I've mentioned before how turnout in Democratic caucuses and primaries is surpassing, by wide margins, the turnout on the Republican side: in New Hampshire, for instance, there were something like 22% more voters in the Democratic primary, and in Iowa Democratic caucus goers outnumbered their Republican counterparts by 2-to-1. That trend has continued. Iowa and New Hampshire seemed portentous to me because, in the two elections of George W. Bush, they qualify as two of the three actual "swing states," each having gone once for Bush and once for his opponent. (Gore carried Iowa while Kerry prevailed in New Hampshire; New Mexico, like Iowa, fell into Bush's column after being carried by Gore; the other 47, and the District Columbia, all were either for Bush or against him both times.) Now, in Virginia, a state last carried by a Democratic presidential candidate in 1964, about 980,000 people voted in the February 12 Democratic primary, compared to around 488,000 in the Republican primary. Another way to look at it: Hillary Clinton, who finished a distant second to Barack Obama on the Democratic side, outpolled the Republican winner, John McCain, by more than 100,000 ballots. The Virginia results are here.

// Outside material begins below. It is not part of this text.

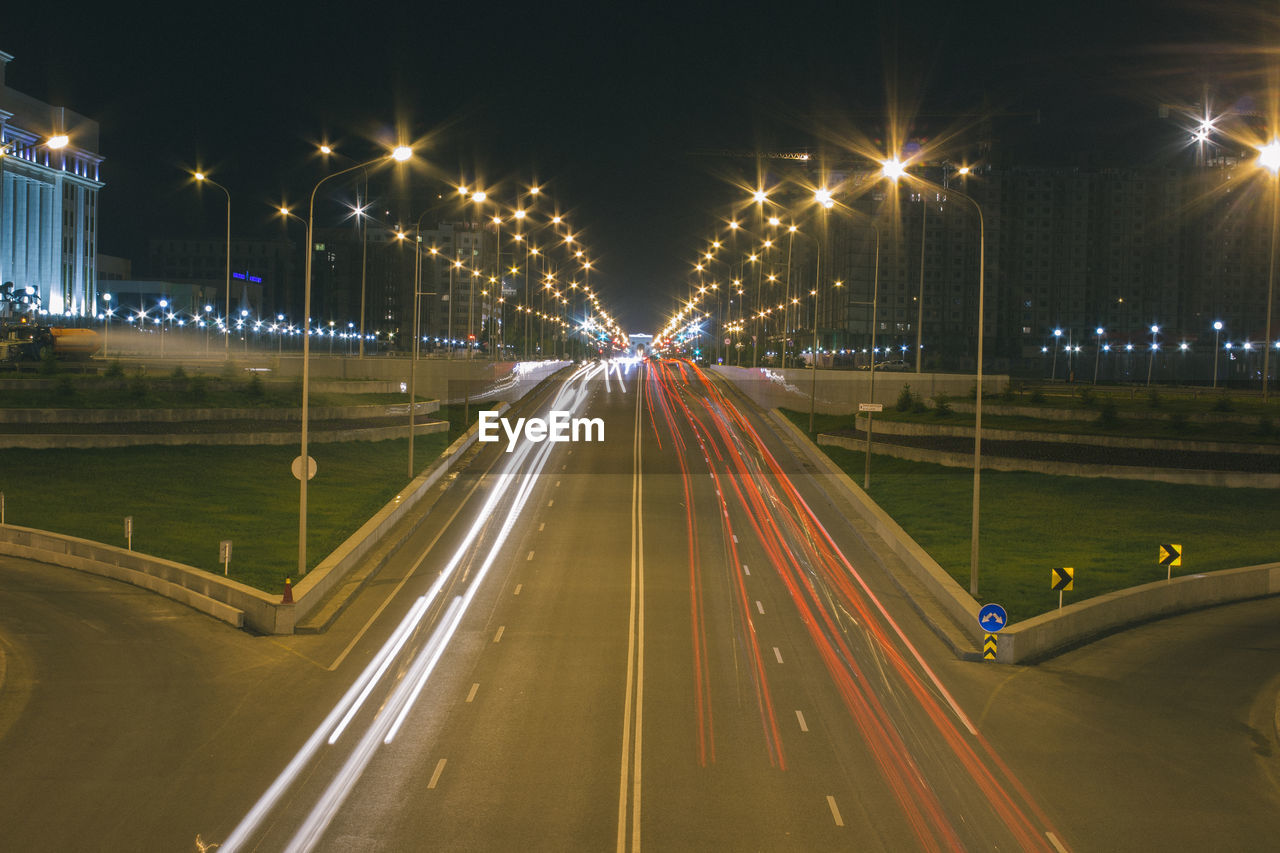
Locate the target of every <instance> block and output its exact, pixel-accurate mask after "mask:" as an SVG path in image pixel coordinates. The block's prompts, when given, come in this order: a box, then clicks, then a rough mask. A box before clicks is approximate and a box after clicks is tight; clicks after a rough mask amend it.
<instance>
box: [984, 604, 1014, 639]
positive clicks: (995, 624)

To try and determine what significance these results may have for the outcome of the general election, I've gone back and looked at the comparative turnouts in Iowa and New Hampshire in 2000, the last time there was not an incumbent seeking reelection. (I hate suggesting Bush was "reelected" in 2004, since I deny he was "elected," in the ordinary sense of that word, in 2000, but as they say in "The Sopranos": "Whaddya gonna do?") In New Hampshire, the Republican turnout was about half again as large as the Democratic turnout. The story in Iowa was essentially the same. So in the primary election season of 2000 Republicans outpolled Democrats, by around 50%, in both Iowa and New Hampshire. Those two states, like the country as a whole, then split almost right down the middle in the general election. It remains to be seen what will happen in 2008, after the number of Democratic voters swelled dramatically in the primary season, so that the Republican advantage in caucus and primary turnout was reversed, but I think it is an under reported encouraging sign for the Dems.
I don't know much, but I bet people in the McCain campaign are compiling lists of states possessing at least 270 electoral votes that he might have a decent shot at winning. How many of those lists include neither Iowa nor New Hampshire? How many don't include Iowa or New Hampshire or Virginia? As they say in the trade, the Republican map is shrinking.